Building trust to buck the ‘red wave’ in South Brooklyn
Soon after announcing her candidacy, Chu started securing endorsements, including from local unions. Dozens of volunteers gathered for her to secure 18-times the required signatures to make it on the onto the election’s ballot, per state election laws.
“I’ve been working for this community for 17 years… people do know me, people do trust me,” she said. “And my hair,” she laughed, swinging her white bob.
“They recognize me even if they don’t know my name, they know I provide service, when they go into the assemblymember’s office I’m saying, ‘How can I help you? In multiple languages.”

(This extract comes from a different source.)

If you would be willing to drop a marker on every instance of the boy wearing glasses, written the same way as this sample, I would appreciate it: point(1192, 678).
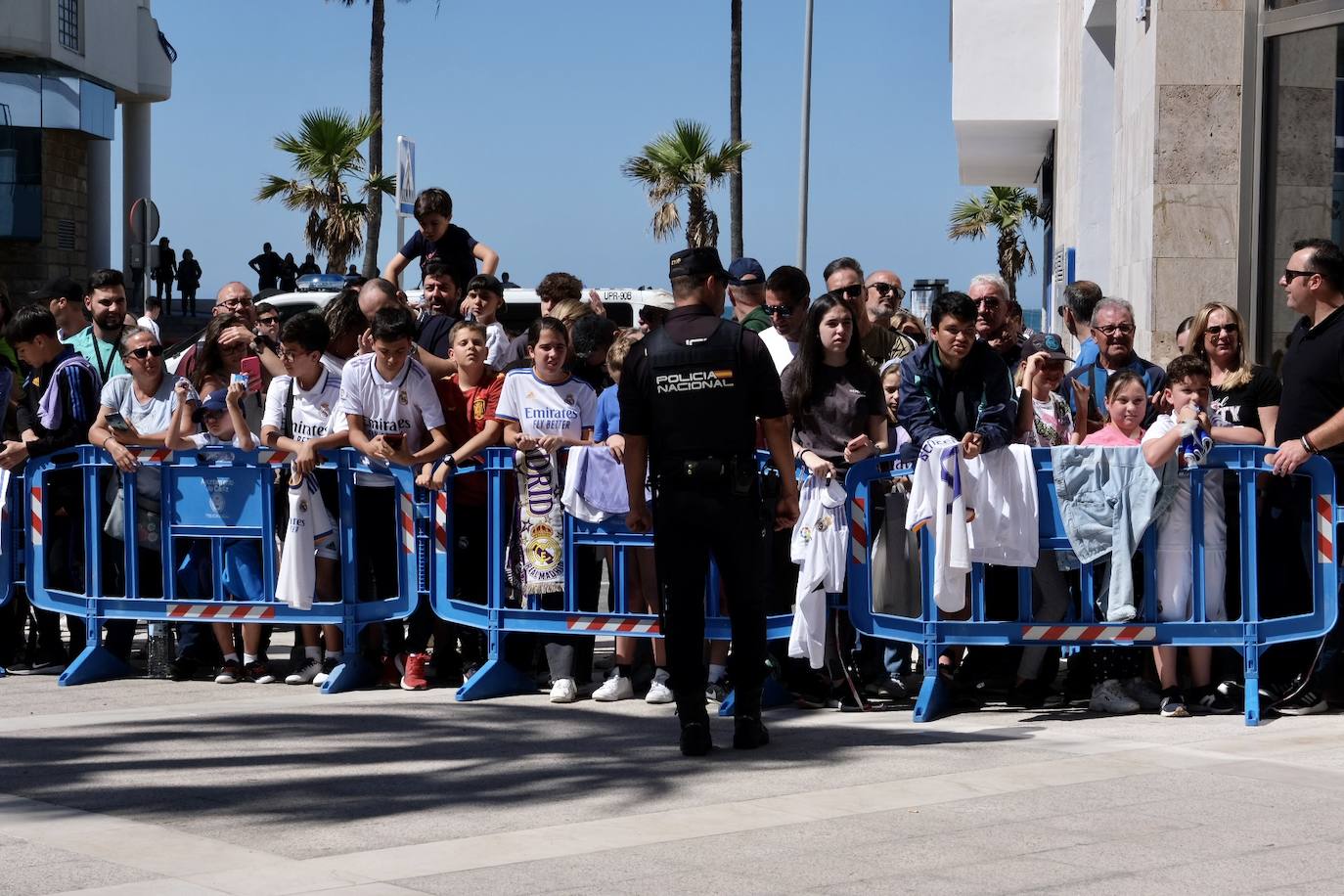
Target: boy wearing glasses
point(786, 293)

As a district that has low voter turnout, Chu said she put in the work, knocking on doors and doing phone banks in multiple languages, and educating people about how to vote for her.

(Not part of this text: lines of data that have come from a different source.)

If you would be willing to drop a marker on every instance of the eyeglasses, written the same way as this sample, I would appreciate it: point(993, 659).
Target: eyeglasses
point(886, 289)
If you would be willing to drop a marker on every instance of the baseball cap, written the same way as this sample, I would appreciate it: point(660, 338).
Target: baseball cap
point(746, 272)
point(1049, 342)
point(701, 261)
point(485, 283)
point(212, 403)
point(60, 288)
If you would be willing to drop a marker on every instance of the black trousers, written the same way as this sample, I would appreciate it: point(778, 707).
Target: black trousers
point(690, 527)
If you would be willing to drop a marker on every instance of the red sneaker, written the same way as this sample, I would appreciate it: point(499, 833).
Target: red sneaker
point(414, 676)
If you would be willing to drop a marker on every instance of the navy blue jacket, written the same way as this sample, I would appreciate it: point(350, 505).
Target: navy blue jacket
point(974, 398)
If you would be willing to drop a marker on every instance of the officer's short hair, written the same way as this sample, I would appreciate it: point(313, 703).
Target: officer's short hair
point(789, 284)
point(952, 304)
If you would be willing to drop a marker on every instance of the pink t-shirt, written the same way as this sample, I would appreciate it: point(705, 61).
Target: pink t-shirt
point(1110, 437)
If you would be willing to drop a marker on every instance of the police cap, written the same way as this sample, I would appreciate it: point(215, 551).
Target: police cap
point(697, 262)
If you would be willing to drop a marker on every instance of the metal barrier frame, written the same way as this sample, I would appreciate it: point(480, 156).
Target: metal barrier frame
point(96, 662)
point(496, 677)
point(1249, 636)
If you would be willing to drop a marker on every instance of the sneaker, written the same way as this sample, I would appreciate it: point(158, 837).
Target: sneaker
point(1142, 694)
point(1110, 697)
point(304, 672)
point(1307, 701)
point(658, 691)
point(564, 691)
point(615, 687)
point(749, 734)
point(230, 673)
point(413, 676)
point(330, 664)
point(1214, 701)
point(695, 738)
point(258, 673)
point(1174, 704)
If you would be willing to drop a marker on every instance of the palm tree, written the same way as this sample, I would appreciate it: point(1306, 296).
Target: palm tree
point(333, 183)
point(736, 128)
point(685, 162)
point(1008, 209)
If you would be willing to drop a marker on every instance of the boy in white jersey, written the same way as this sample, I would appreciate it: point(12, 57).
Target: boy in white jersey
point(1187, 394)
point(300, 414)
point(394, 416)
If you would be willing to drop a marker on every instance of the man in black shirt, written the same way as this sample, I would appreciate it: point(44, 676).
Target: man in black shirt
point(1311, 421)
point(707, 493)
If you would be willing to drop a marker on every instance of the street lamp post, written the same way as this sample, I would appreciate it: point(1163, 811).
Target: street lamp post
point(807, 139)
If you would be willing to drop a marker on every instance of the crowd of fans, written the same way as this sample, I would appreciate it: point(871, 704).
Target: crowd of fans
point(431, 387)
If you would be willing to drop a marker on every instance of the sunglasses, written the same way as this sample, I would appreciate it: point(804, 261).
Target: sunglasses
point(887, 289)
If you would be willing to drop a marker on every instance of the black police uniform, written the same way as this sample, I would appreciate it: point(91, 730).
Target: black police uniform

“Southern Brooklyn is really about the service and the trust.”
Resources for constituents
On Tuesday, Chu was at McKinley Park Library just before the after-school rush to introduce her new team, office hours and locations (Chu is still looking for a permanent office).
Outside, local residents braved the rain to run errands at an adjacent Chinese supermarket and hardware store, and two teens in uniform shared a cheese slice from local pizzeria, Maria’s.
Inside, Chu—wearing the signature grey pantsuit she wore the night she declared victory over LaBella—was organizing the details of a livestream with her team, before heading back to Albany.
There, she told BK Reader her most urgent priority this year is to access resources for her district, whether that be in the form of programs for small businesses, funds from the state budget or legislation.
Chu’s platform centers improving public safety (promoting gun control and mental health services), as many of her constituents faced anti-Asian hate crimes and the recent Sunset Park subway shooting.
She opposes efforts to replace gifted and talented programs in city schools, and supports building more specialized high schools in NYC, as well as investing more in the public school system.
Chu also advocated for greater support for small businesses, including loans, grants, and language assistance programs. She told BK Reader that, working in Abbate’s office, she often helped immigrants facing unnecessary fines or summonses for not meeting local business regulations.
On top of that, she wants to help her district bounce back from the setbacks its faced during the pandemic.
“Since the pandemic the economy has become a big issue, the Asian hate crime, the public safety and the quality of life going down. There’s a lot of issues, and people are not happy about the status quo,” she said.
“People want to see more change done so they can have their life back. We’re trying to help them find a new balance, see their needs and address their concerns.”